Jimmy Ruffin – 96 Tears

Haiiiiii-YA!

Listen/Download -Jimmy Ruffin – 96 Tears
Greetings all.
I hope all is well on your end.
Before we get started this week, I would like to let you know that the entire Funky16Corners clan will be walking in the 2011 Monmouth/Ocean County POAC (Parents of Autistic Children) Walk for a Difference on April 2, 2011.
As you may have gleaned via mentions here over the past few years, or by the prominent link in the sidebar, my wife and are the proud parents of two sons with Autism Spectrum Disorders. We are extremely fortunate that they are both high-functioning, and all-round wonderful kids.
We are also very lucky to have an organization like POAC operating locally. They provide information, training for professionals and parents, as well as a wide range of activities for the kids.
The walk (held again this year at the local minor league baseball park) raises money to help make sure that POAC can continue providing much needed services to the kids and their families in our communities.
If this sounds like something you can get behind, click on the this link (or the logo above) and you will be taken to a secure donation page for the team we’ll be walking with and donate whatever you can afford.
Anything you can do to help will be greatly appreciated.
That all said, how about some music?
While I’ve known of Jimmy Ruffin since I was a kid (who among us hasn’t heard his 1966 hit ‘What Becomes of the Brokenhearted’?), and later learned that he was the brother of David Ruffin of the Temptations, I never knew much beyond that.
Then late last year I’m out digging and what should I pull out of a moldy box but an LP with Jimmy Ruffin on the cover whipping a little soulful martial arts on the kids.
That album, 1968’s ‘Ruff’n Ready’ was initially of interest because it contained his version of one of my favorite Motown cuts, ‘Lonely Lonely Man Am I’, also recorded by the Velvelettes (as ‘Lonely Lonely Girl Am I’, by far the finest version of the tune) as the Temptations.

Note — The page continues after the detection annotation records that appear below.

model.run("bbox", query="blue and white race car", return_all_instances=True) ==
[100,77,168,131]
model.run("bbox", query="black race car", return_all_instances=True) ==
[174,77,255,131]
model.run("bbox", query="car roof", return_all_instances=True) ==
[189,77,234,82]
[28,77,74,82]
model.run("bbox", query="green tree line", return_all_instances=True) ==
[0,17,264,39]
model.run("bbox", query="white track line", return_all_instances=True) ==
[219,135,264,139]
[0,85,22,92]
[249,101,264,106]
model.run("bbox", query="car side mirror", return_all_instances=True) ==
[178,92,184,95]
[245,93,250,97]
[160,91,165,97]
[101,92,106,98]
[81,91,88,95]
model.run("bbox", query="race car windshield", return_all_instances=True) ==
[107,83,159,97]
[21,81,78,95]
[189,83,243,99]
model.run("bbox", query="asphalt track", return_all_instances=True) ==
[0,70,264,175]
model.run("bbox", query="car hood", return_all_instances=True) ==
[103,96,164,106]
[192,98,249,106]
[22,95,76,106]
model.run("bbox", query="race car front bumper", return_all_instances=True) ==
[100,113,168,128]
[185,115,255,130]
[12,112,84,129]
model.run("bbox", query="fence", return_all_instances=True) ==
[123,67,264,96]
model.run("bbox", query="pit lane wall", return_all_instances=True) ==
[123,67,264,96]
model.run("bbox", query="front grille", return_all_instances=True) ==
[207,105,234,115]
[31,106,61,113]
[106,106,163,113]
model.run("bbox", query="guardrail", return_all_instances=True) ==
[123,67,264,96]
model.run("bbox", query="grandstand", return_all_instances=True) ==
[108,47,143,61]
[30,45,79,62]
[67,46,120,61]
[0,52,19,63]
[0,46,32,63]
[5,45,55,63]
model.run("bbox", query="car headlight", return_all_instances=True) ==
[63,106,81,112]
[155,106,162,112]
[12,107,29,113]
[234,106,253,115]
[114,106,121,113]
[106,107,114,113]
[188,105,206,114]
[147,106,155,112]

When I got the record home and gave it a spin, I discovered that among its many treasures was a smoking cover of Question Mark and the Mysterians ’96 Tears’.
The tune, a grungy epic in its original Mich/Mex garage-a-delic form has been covered a number of times – seldom successfully – the finest (that I’d heard before) being Big Maybelle’s recording on Rojac.

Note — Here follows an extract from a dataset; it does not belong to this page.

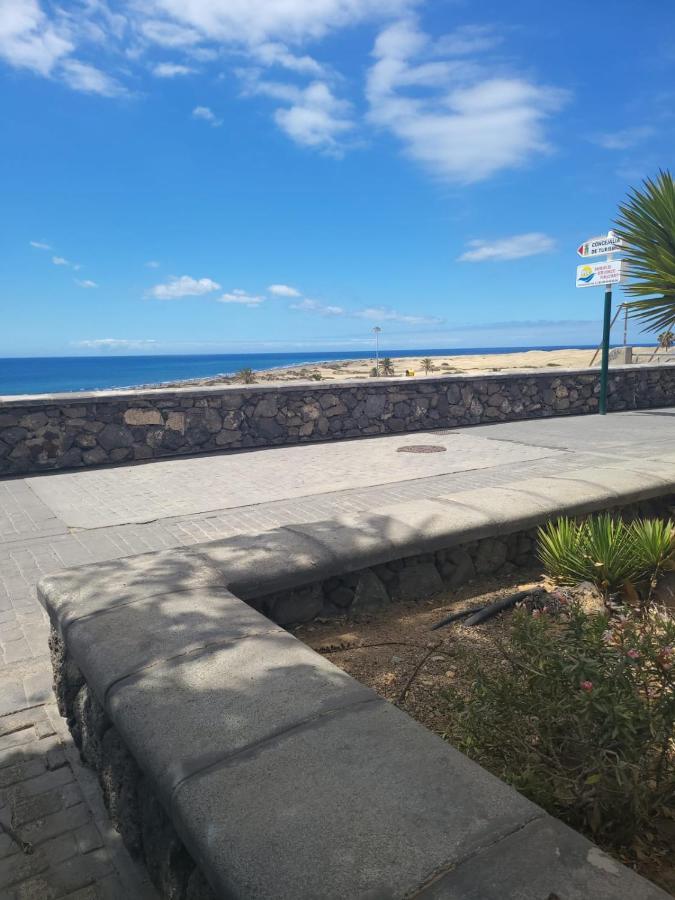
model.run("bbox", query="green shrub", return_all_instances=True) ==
[447,605,675,848]
[539,513,675,593]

Interestingly, most of the material on ‘Ruff’n Ready’ wears the influence of 1968 on its sleeve, moving in a vaguely funky direction, yet ’96 Tears’ sounds like it could have been recorded two years before, with a pulsing, almost Northern beat, opening with one of those patented Funk Brothers snare/rack-tom combos that adorn countless Motown recordings.

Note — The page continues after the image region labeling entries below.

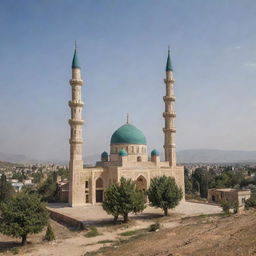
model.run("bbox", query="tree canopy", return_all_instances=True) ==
[102,177,145,222]
[148,176,182,215]
[0,173,14,203]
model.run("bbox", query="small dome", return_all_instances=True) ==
[110,124,147,145]
[101,151,108,158]
[151,149,160,156]
[118,149,128,156]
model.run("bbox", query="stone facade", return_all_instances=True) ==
[68,48,185,207]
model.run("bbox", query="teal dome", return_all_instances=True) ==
[118,149,128,156]
[151,149,160,156]
[101,151,108,158]
[110,124,147,145]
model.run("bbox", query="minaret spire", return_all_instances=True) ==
[163,47,176,166]
[68,43,85,206]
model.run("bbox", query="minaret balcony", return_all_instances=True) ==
[163,127,176,133]
[69,79,84,86]
[164,144,176,149]
[163,111,176,117]
[68,100,84,107]
[163,96,176,102]
[68,119,84,125]
[69,138,83,144]
[164,78,175,84]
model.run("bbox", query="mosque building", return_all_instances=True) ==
[67,46,184,207]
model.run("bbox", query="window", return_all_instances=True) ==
[95,178,103,203]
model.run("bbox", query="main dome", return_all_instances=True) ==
[110,124,147,145]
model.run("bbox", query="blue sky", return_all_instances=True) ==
[0,0,256,162]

It is very groovy indeed, highly danceable and manages to do justice to the OG.
I hope you dig it and I’ll see you on Wednesday.
Peace
Larry

If you want one of the new Funky16Corners stickers (free, of course) click here for info.
Check out the Funky16Corners Store at Cafe Press
PS Head over to Iron Leg for some insane surf instros.



Picked up a copy of this last year too Larry.Was hoping to find a 45 but I don’t think they exist? Great version and a great album.Aretha’s version is’nt too shabby either.
Tony
I don’t think there’s a 45, and I didn’t mention it in the piece but I wonder if this was recorded before the rest of the album, maybe.something that was already in the can?